The inspiration for the episode came from the SG-1 writers wondering for years what George Hammond, the SGC leader from seasons one through seven, does while SG-1 is away on missions. Imagined scenarios ranged from the general dealing with minor decisions like bunting and lunch buffet, to averting major emergencies and threats. The episode's working title was "A Day in the Life of General O'Neill", but writer Robert C. Cooper felt "Zero Hour" was more appropriate, referring to the President's visit at the end of the episode. The subplot of the SGC being overrun with plant life originates in a Season 4 idea by writer and producer Brad Wright. To not interrupt the shooting process, the set was decorated with various plants and vines overnight. Some plants were plastic, but real plants were used for the torching scenes, sprayed to be flame retardant so as not to burn the whole set. Jim Menard as the director of photography was responsible for the green lighting when the emergency lighting goes off. He achieved depth by using differently-colored lights in the control room and near the gate.

"Zero Hour" features several guest stars. Los Angeles actor David Kaufman was brought in to play the part of Mark Gilmor, a red herring to the story. Cliff Simon, flown in from L.A. for a day's work, filmed most of his scenes as Ba'al against green-screen in the gateroom for a "hologram feel". Bill Dow (Dr. Lee) was doing theater work in Vancouver during the filming of this episode, necessitating the producers to schedule around his availability. Gary Jones's character, an SG-1 semi-regular technician who sported the name "Norman Davis" on his uniform for years, received a new name in this episode: "Walter Harriman". After O'Neill had referred to him as "Walter" in the Season 4 episode "2010", the producers could not get clearance for a renaming into "Walter Davis". The new name is based on General Hammond referring to Jones's character as "Airman" (sounding like "Harriman") in the pilot episode, and SG-1 writer Joseph Mallozzi explained the resulting incongruity as a married-name issue. One scene in "Zero Hour" features Pierre Bernard, a graphic designer for the NBC show Late Night with Conan O'Brien, as technician O'Brien. The SG-1 producers saw Bernard ranting on Late Night about Stargate SG-1 being better without Daniel Jackson (actor Michael Shanks was not part of SG-1 during Season 6), and gave him a cameo spot.

== Reception ==

Producer Robert C. Cooper was satisfied with "Zero Hour", claiming that Richard Dean Anderson "is fantastic in this episode. It's new-yet-classic O'Neill and fans of the character will be forever pleased with this." When "Zero Hour" first aired on the Sci Fi Channel on July 30, 2004, it achieved a 2.2 Household rating, equaling approximately 3 million viewers. Tied with "Icon", this marked the sixth-highest rating for any Season 8 episode of Stargate SG-1.

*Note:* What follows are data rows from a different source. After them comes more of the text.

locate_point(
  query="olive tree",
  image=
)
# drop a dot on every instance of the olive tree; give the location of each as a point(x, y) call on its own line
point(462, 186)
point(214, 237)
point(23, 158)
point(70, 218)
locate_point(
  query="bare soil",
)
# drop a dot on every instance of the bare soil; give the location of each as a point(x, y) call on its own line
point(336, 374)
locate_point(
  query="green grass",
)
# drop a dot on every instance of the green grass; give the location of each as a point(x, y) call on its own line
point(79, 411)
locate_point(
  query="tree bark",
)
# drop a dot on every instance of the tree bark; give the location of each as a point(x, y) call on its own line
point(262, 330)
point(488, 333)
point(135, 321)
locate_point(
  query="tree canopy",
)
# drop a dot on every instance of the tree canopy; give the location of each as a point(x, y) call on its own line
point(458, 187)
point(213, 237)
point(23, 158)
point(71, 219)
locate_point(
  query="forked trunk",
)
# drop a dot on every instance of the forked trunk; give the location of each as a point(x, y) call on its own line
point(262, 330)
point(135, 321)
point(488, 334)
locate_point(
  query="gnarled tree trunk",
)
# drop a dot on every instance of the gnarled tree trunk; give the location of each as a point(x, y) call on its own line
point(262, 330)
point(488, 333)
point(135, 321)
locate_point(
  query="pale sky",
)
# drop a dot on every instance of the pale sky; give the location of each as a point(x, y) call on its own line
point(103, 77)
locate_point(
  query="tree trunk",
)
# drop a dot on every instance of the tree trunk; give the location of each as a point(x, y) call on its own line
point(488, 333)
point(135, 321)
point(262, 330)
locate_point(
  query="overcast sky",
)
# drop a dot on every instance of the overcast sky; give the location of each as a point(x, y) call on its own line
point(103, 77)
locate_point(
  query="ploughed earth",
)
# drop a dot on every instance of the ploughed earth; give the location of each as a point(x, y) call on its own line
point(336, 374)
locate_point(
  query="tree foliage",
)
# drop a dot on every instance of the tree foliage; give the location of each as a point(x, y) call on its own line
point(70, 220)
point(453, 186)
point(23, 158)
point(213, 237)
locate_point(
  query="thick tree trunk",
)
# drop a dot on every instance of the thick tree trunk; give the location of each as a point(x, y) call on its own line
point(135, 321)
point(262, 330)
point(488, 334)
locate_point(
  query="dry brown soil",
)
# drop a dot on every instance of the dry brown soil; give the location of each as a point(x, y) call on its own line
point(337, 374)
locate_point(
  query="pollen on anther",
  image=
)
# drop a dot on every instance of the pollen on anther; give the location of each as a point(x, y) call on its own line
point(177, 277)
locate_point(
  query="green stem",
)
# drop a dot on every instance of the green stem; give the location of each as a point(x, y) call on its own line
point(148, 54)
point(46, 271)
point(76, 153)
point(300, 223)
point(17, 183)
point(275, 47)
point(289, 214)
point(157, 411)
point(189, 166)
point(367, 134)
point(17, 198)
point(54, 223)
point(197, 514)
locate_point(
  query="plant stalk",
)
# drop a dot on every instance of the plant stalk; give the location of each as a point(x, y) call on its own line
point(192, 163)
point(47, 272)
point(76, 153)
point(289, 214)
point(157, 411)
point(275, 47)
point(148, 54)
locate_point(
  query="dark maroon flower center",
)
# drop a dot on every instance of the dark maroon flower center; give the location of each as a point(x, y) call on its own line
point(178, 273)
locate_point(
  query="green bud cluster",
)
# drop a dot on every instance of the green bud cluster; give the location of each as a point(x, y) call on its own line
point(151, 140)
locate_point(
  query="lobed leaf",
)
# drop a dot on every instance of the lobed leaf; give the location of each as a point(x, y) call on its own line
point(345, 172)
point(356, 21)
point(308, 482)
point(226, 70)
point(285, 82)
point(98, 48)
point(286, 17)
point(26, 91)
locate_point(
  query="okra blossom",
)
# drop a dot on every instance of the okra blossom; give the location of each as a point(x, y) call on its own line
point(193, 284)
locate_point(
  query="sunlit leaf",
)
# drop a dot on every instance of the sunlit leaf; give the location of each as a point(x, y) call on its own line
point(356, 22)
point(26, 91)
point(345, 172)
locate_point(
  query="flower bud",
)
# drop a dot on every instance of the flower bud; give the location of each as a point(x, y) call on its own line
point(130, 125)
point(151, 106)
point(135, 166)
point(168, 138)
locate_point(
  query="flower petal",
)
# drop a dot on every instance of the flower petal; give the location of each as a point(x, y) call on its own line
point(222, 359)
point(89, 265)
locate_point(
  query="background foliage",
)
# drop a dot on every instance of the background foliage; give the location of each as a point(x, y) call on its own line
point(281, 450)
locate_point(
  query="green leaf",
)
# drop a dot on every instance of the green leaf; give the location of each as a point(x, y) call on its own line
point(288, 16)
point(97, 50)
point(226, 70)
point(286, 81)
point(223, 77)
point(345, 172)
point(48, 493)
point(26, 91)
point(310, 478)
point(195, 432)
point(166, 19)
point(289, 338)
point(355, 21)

DVD Talk called "Zero Hour" "a playful episode" with a "funny sub-plot involving an alien plant", but recognized the episode's contribution to the overall story arc. TV Zone considered the plant threat "a nice change" but regretted that it was only a red herring for a later plot revelation. Bringing the plants to the SGC at all was regarded irritating, as the "obvious move [to build a secure lab on an uninhabited planet] doesn't make for such good drama." O'Neill acting as the new leader made "the Goa'uld threat [...] a laugh" and "an amazing change from the events from the series' early days" where O'Neill took this race more seriously. The actual zero hour plot concerning the "harassed" O'Neill was considered "a nice touch". Conan O'Brien, who had shown a clip of Pierre Bernard's scene in his late night show before the first airing, congratulated Bernard for doing a good job, and Bernard would be invited back to the Stargate SG-1 set for a scene in the 200th episode of the show.